It is clear from Table 5 that variation of the ladle analysis is reduced remarkably and absorption of nitrogen during the period from the end of the blowing and the end of the argon gas blowing is reduced in the present invention.

Claims (6)

What is claimed is:
1. In a method for refining a melt of molten steel by gas blowing in a ladle, said melt having a layer of slag on the surface thereof wherein an inert gas is bubbled upwardly from the bottom of the ladle through the melt to agitate and induce turbulence in the melt and remove impurities therefrom, said process being carried out under atmospheric pressure, the improvement which comprises partially immersing an inverted receptable having side walls into the surface of the melt such that a portion of the interior of the receptacle is above the surface of the melt and to create a slag-free melt surface within the side-walled area of the receptacle which is in contact with said interior portion, said side wall being immersed into the melt to a depth just sufficient to avoid the introduction of said slag into the interior portion due to turbulence of the melt and wherein the receptacle is positioned so as to entrap substantially all of the inert gas bubbles as they escape from the top of the melt and maintaining a non-oxidizing atmosphere within the interior portion of the receptacle.
2. The method of claim 1 wherein the receptacle possesses a slag breaker covering its open end, said slag breaker being composed of a disposable material which, once the receptacle is immersed through the slag layer into the melt, the slag breaker dissolves into the melt thereby exposing said slag-free surface of the melt to the interior portion of the receptacle.

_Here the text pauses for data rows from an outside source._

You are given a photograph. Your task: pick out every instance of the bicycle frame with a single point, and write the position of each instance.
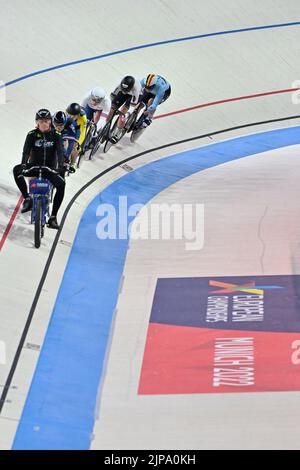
(40, 188)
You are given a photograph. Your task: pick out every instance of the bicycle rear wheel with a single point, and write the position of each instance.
(38, 223)
(111, 132)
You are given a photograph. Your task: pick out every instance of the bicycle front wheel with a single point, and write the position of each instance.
(38, 223)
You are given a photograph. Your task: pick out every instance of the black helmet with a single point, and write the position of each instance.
(74, 109)
(59, 118)
(127, 83)
(43, 114)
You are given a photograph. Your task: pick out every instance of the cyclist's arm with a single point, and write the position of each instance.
(59, 150)
(158, 97)
(85, 100)
(104, 113)
(27, 147)
(136, 93)
(83, 125)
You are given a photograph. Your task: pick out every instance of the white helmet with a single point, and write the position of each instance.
(97, 94)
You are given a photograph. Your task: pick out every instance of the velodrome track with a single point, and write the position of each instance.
(108, 371)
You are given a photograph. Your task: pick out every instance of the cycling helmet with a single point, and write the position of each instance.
(74, 109)
(151, 80)
(43, 114)
(97, 94)
(127, 83)
(59, 118)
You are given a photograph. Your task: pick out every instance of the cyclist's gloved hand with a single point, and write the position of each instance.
(151, 109)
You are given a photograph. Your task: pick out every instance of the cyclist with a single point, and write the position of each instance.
(156, 90)
(97, 105)
(43, 146)
(66, 126)
(125, 97)
(77, 114)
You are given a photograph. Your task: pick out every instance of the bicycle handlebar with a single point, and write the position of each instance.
(39, 167)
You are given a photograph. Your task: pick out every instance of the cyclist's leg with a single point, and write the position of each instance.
(59, 184)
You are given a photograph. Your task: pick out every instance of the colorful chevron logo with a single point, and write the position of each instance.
(249, 288)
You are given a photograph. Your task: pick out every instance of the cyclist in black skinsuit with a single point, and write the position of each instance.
(43, 146)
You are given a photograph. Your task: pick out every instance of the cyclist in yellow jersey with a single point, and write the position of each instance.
(79, 116)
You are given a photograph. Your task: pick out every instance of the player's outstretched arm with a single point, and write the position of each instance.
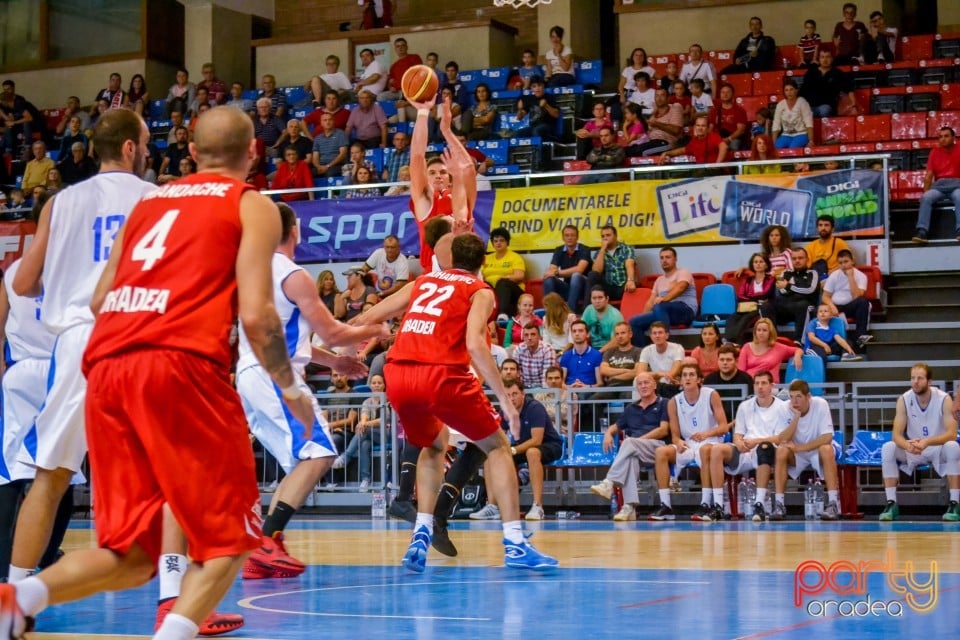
(258, 314)
(27, 281)
(301, 290)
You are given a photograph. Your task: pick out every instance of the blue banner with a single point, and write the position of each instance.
(351, 229)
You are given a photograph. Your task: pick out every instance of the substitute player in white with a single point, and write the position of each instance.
(74, 236)
(305, 460)
(924, 432)
(697, 425)
(807, 444)
(756, 431)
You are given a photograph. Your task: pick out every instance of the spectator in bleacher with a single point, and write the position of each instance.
(614, 266)
(170, 167)
(609, 155)
(76, 165)
(798, 288)
(367, 123)
(844, 291)
(664, 125)
(35, 173)
(601, 318)
(181, 94)
(707, 353)
(941, 181)
(661, 357)
(534, 356)
(924, 432)
(756, 52)
(559, 66)
(237, 100)
(137, 98)
(730, 120)
(543, 112)
(113, 94)
(588, 136)
(706, 147)
(267, 127)
(73, 109)
(484, 114)
(329, 148)
(293, 173)
(693, 440)
(762, 148)
(399, 158)
(808, 47)
(569, 265)
(698, 68)
(505, 271)
(880, 44)
(754, 298)
(216, 88)
(793, 118)
(645, 425)
(807, 443)
(823, 85)
(764, 353)
(848, 37)
(822, 253)
(74, 133)
(278, 99)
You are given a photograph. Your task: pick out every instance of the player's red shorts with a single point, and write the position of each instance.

3. The method of claim 1, wherein a gas selected from the group consisting of inert gases and non-oxidizing gases is introduced into the interior portion of the receptacle.
4. The method of claim 1 wherein a non-oxidizing slag is introduced into the interior portion of the receptacle.
5. The method of claim 1 wherein an alloy is added to the melt by introducing said alloy into the interior portion of the receptacle.
6. The method of claim 1 wherein an alloy is added to the melt in the ladle during tapping so as to attain the desired lower limits of said alloy in the final steel composition and wherein any alloy in which the melt is deficient is added to the melt by introducing said deficient alloy through the interior portion of the receptacle.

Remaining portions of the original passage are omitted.